John McCain, his supporters said, is going to have his best days in the Senate ahead of him. For conservatives, that set off alarm bells. They muttered, “Here it comes, the mavericky sell-out of conservative principles.” But wait. Perhaps his true colors are showing now — a fidelity to fiscal discipline and a loathing of old-style pork barrel legislation. He was on fire on Face the Nation:
Sen. John McCain (R-Ariz.) said he will vote against President Barack Obama’s stimulus bill, calling the legislation “generational theft” in an interview on CBS’ “Face the Nation.”
“I thought we were going to have change,” he said, in a shot at Obama’s campaign slogan, “and that change meant we work together. This is a setback. This is a setback to all Americans because you promised Americans we’d work in a more bipartisan fashion, and that certainly is not the case in this bill,” McCain said.
McCain said the bill would saddle Americans with billions in future debt, and contained protectionist provisions that could be damaging to the economy.

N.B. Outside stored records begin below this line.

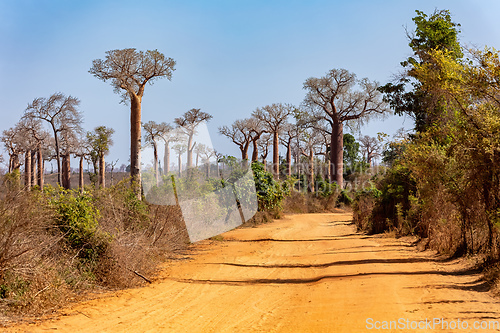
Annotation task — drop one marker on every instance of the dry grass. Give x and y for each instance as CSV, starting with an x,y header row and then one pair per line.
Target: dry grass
x,y
39,269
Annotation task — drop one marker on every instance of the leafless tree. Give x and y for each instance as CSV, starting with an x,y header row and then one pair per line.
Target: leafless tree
x,y
68,144
263,144
256,131
129,71
61,113
188,123
311,140
169,136
240,133
180,149
274,117
206,154
34,130
289,135
333,98
12,138
371,148
100,142
153,133
82,150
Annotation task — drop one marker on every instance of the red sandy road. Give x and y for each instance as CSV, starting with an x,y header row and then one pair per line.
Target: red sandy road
x,y
306,273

“We’re going to amass the largest debt in the history of this country by any measurement, and we’re going to ask our kids and grandkids to pay for it,” McCain said.
“I know we’re in trouble. I know America needs a stimulus, we need tax cuts, we need to spend money on infrastructure and other programs that will put people to work. But this is not it.”
McCain has credibility both with Americans and with fellow Republicans when it comes to fiscal maturity. He might have lost the election, but he might not lose the argument. If indeed he has the ability to reason and cajole with his “moderate” friends in the Senate, perhaps it is not too late to resist the urge to pass a bill junked up with pork and non-stimulative spending.
Oh, but it’s “better now” you say? Not so fast. Larry Summers let the cat out of the bag:”The Senate bill, the House bill, the overlap is 90 plus percent.” McCain has figured that out — the trick will be convincing other Senators and the public that no matter how the Democrats “tweak” it, it’s still the same bag of junky programs which will do more harm than good to the country’s longterm economic interests.
Now, with the pressure of the campaign removed and the shadow of George Bush lifted, McCain may indeed leave his mark. If so, it will be another one of his remarkable political comebacks — from hobbled candidate to principled leader of the opposition party. You can’t say McCain ever fails to surprise.